Welcome to Locorazo, the successor of LNKarno, during which we watch films that played the Locarno Festival a few years back.
After La France, I’m sorry this isn’t a musical, but the kids do get a rap performance about the uselessness of school. It’s an attractive looking movie, well-lit with a bright palette, bold camera moves. The story keeps pausing to demonstrate math lessons. Bozon is a better director here than writer, but it’s eccentric and unusual, and that’s what we like about Locarno.
Isabelle Huppert is a teacher who can’t handle her class, being investigated by higher-ups due to complaints that the students don’t learn anything. Malik is the most abusive of the lot, making Hitler jokes and humiliating the teacher for social points, though he remains an outcast. After Huppert is struck by lightning, she becomes a better teacher, finding new ways to engage the students and drawing out the crippled Malik through one-on-one lab lessons, but she’s also becoming a fire creature who torches a kid and two dogs to death.

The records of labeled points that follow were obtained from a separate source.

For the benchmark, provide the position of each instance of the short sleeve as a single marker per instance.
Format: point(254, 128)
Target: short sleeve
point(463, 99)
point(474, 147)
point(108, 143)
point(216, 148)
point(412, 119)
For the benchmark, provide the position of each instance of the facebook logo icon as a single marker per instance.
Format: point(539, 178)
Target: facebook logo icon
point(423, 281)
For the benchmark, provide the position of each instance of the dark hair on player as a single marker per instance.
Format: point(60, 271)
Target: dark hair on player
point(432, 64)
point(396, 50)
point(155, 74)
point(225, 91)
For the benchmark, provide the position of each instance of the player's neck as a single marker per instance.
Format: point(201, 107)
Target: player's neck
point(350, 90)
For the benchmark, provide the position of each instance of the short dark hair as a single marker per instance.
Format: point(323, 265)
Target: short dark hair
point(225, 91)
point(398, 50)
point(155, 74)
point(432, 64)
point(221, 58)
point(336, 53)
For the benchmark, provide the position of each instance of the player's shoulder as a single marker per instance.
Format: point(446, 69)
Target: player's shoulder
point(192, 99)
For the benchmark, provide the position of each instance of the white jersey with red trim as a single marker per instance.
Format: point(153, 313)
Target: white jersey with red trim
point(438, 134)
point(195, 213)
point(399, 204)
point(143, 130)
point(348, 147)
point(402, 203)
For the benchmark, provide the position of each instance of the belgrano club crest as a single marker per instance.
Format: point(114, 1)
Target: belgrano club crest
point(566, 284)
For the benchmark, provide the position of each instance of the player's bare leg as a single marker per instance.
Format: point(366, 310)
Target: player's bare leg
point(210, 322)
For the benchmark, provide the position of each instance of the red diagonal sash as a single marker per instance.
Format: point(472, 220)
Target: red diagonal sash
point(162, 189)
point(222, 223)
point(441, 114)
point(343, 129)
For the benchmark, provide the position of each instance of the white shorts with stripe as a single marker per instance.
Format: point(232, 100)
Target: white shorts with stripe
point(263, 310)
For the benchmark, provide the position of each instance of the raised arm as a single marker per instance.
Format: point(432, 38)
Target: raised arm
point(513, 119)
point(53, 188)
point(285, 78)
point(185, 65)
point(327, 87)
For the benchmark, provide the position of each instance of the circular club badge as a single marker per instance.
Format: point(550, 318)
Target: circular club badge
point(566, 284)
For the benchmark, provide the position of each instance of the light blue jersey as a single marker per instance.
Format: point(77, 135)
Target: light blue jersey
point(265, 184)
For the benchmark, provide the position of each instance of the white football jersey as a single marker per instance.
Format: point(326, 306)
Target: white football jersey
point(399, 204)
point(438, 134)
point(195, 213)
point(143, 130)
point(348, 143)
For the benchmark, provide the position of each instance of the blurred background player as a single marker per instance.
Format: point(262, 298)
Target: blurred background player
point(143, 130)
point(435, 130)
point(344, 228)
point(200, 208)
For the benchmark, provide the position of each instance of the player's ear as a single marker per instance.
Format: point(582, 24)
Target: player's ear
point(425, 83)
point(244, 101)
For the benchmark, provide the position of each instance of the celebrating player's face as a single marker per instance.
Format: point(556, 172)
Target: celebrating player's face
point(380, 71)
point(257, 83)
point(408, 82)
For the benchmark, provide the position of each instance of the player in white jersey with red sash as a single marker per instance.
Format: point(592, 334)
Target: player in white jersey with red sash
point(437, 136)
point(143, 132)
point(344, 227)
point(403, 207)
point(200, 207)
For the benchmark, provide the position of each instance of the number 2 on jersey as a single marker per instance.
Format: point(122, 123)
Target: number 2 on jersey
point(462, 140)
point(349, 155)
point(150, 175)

She’s assigned a trainee who takes crying breaks in the bathroom, and she’s given a promotion at work, but is eventually taken away by the police (“I was expecting you. Goodbye, students.”)

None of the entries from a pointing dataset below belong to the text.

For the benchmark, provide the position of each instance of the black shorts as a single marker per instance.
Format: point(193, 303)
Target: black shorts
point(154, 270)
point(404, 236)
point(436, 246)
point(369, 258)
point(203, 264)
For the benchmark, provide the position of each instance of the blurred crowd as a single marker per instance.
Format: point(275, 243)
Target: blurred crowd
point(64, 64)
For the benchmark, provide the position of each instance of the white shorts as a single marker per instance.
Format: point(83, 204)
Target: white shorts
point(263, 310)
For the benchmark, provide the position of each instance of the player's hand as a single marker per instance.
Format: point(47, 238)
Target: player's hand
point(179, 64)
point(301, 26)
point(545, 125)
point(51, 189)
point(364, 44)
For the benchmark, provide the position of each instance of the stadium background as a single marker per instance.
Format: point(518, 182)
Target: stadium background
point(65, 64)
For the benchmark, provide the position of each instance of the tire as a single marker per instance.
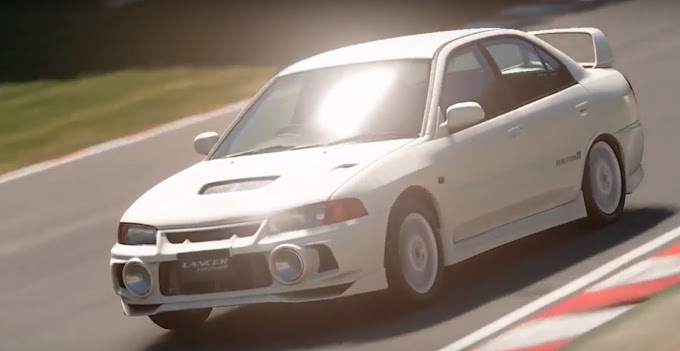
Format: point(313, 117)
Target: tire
point(406, 250)
point(604, 183)
point(181, 320)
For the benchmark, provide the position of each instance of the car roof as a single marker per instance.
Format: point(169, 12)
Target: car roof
point(416, 46)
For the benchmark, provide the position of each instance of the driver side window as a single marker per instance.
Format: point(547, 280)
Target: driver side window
point(468, 78)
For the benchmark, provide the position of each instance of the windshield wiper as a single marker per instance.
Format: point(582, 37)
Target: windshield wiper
point(273, 148)
point(360, 137)
point(369, 137)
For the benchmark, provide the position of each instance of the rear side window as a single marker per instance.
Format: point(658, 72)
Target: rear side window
point(528, 72)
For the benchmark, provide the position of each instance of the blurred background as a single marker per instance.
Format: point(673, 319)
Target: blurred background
point(62, 39)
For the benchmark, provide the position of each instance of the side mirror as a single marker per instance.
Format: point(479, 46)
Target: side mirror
point(204, 142)
point(463, 115)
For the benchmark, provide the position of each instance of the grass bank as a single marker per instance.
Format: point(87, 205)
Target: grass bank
point(48, 118)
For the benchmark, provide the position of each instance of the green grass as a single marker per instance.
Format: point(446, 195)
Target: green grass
point(45, 119)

Wacky principal Romain Duris starred in The Beat That My Heart Skipped and Mood Indigo. Her soulful house-husband José Garcia was a doctor in Trouble Every Day. Trainee Guillaume Verdier is a Bonello regular.

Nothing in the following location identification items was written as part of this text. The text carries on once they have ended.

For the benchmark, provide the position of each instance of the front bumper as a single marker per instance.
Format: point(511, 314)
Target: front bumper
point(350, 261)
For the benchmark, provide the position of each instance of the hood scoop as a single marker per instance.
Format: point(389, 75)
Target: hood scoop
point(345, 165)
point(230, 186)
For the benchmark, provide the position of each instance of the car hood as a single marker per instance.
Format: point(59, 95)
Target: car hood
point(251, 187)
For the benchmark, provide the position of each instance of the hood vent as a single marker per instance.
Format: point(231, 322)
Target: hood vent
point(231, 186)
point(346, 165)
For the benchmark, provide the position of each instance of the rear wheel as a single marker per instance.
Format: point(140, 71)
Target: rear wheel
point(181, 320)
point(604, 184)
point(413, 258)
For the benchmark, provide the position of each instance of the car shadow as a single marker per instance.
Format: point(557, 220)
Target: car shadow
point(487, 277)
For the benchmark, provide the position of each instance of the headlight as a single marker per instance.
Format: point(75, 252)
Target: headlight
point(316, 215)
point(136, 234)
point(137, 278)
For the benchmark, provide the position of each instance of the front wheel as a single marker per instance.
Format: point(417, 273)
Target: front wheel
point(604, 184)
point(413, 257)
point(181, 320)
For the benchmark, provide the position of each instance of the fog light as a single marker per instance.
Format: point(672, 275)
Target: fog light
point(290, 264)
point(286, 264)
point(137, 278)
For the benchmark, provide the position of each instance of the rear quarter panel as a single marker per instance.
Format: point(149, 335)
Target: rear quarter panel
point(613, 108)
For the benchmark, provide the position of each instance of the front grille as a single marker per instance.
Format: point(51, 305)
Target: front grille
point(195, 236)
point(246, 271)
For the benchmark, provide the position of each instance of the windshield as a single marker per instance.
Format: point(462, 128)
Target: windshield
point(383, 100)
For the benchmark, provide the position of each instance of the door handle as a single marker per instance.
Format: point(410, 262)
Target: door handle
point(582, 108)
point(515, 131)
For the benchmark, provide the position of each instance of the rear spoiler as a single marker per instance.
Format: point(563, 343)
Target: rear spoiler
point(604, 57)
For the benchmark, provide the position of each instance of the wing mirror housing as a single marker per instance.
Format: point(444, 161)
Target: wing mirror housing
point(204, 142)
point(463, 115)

Blake Williams in Cinema Scope:
In order … to elevate it to something that manifests beauty through experience as opposed to only being about it, Bozon – working with his cinematographer (and sister) Céline Bozon and editor François Quiqueré – amplifies the tactility of the images and the impact of the montage … Factor in the sustained emphasis on all the senses – bodies radiating, skin burning, hands wafting, noses sniffing – and you have an impression of a world that is real and embodied. The movie becomes a living object that breathes, and it excites its moments of beauty into something close to both lunacy and the ecstatic.